Strengths:

A novel twist on previous COVID investigations.

Suggestions:

  1. Weekly periodicity cannot be described by GARCH.

  2. Heteroskedasticity does not explain dependence. They are different things: heteroskedasticity is about variances, and dependence may be explained by covariances.

  3. An ARMA-GARCH model is attempted to show how extended approaches to address heteroscedasticity are not sufficient to overcome the problem. This is an interesting idea, though it will not address the periodicity. It would be good to write out the model for an ARMA-GARCH model, so that readers do not have to track down the given reference.

  4. Very few replications are carried out for the Monte Carlo inference. This may be due to time constraints, but such limitations need to be mentioned.
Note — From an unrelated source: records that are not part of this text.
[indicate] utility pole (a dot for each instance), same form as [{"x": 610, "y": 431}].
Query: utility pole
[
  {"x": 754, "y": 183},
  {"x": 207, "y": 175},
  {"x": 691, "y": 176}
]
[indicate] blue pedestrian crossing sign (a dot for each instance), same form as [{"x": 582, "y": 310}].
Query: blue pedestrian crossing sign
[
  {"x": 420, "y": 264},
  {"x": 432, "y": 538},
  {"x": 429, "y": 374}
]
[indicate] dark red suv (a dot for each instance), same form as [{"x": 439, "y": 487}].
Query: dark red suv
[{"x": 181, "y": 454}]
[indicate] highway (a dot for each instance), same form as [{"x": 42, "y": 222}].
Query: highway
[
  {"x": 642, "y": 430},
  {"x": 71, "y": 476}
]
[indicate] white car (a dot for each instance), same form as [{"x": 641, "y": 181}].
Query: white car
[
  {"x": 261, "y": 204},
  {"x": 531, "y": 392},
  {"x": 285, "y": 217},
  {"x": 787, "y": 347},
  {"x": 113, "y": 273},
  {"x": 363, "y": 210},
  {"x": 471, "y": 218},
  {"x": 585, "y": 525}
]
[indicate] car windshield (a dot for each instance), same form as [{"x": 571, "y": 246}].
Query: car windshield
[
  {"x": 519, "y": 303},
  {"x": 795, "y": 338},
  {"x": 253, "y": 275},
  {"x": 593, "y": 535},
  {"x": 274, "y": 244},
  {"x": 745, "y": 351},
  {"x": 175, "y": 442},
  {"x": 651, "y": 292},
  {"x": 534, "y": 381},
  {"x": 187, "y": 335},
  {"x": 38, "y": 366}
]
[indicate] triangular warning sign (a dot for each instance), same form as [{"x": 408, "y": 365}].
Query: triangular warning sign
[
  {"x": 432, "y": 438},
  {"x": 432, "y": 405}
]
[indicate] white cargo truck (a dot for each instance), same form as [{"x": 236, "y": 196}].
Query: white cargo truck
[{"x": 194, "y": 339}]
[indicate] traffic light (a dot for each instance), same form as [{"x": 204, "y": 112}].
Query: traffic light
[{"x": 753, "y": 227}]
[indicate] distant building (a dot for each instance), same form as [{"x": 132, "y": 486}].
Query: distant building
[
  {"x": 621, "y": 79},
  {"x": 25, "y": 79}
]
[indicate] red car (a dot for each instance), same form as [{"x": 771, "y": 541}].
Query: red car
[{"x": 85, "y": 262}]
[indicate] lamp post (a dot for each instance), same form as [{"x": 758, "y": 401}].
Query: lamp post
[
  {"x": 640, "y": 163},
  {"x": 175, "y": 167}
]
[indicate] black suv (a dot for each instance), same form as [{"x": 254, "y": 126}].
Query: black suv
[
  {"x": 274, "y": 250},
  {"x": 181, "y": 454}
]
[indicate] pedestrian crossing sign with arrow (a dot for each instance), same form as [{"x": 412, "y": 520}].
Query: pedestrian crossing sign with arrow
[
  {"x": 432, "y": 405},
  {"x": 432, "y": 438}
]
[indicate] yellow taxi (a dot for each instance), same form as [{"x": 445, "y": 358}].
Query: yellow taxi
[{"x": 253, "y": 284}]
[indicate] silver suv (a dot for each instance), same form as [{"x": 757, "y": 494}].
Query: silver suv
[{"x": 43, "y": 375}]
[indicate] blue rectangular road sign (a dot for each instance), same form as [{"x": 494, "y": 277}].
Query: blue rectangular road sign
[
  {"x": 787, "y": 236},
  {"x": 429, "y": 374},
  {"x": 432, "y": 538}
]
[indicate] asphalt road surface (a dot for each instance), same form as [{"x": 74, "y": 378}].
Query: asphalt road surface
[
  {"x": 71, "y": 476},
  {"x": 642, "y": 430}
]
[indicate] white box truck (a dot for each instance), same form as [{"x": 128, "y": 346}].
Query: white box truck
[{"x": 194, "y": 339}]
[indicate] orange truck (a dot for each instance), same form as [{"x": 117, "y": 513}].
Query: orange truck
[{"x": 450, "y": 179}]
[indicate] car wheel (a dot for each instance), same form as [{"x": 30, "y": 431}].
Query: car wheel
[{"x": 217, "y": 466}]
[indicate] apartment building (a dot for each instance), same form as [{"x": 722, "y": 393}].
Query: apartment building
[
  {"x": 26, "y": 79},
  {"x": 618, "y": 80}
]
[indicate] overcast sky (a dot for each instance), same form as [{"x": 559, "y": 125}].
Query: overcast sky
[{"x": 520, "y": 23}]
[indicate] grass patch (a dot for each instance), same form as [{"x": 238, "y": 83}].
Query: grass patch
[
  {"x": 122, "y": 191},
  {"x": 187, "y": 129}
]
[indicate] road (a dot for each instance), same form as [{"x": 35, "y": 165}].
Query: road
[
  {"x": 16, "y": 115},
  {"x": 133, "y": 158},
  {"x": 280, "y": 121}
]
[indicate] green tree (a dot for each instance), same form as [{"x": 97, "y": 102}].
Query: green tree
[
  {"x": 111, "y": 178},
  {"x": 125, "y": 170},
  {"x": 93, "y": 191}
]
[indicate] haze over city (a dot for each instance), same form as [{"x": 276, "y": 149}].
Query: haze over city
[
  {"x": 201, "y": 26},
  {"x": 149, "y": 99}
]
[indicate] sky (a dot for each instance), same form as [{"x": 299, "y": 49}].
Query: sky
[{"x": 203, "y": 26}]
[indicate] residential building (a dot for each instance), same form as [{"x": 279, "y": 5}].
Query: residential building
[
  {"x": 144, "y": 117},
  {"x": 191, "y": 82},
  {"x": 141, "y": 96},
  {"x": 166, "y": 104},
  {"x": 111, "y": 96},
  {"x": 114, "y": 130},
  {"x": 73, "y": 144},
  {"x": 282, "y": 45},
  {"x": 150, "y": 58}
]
  5. Avoid raw, unprocessed R outpt.

  6. Why is the pairs plot so sparse? Is it because a likelihood cutoff was used which led to only one point being included? A referee noticed that, in the plots of local search, the reader can find that log likelihood doesn’t converge in the process of iteration. By looking into the code, we find that the iterating filter was done for 20 times, but only 8 of them are shown on the plot, which means the other 12 of them got problematic results. The common case is that the functions of rmeasure and dmeasure aren’t set properly so they return NA values, or the model design needs to be improved. In practice, some bad initial values of parameters can also cause this problem. The authors can try to solve this problem by tuning the parameters, debugging the measurement functions or redesigning the model.

  7. It would be interesting to see a likelihood comparison between the different models.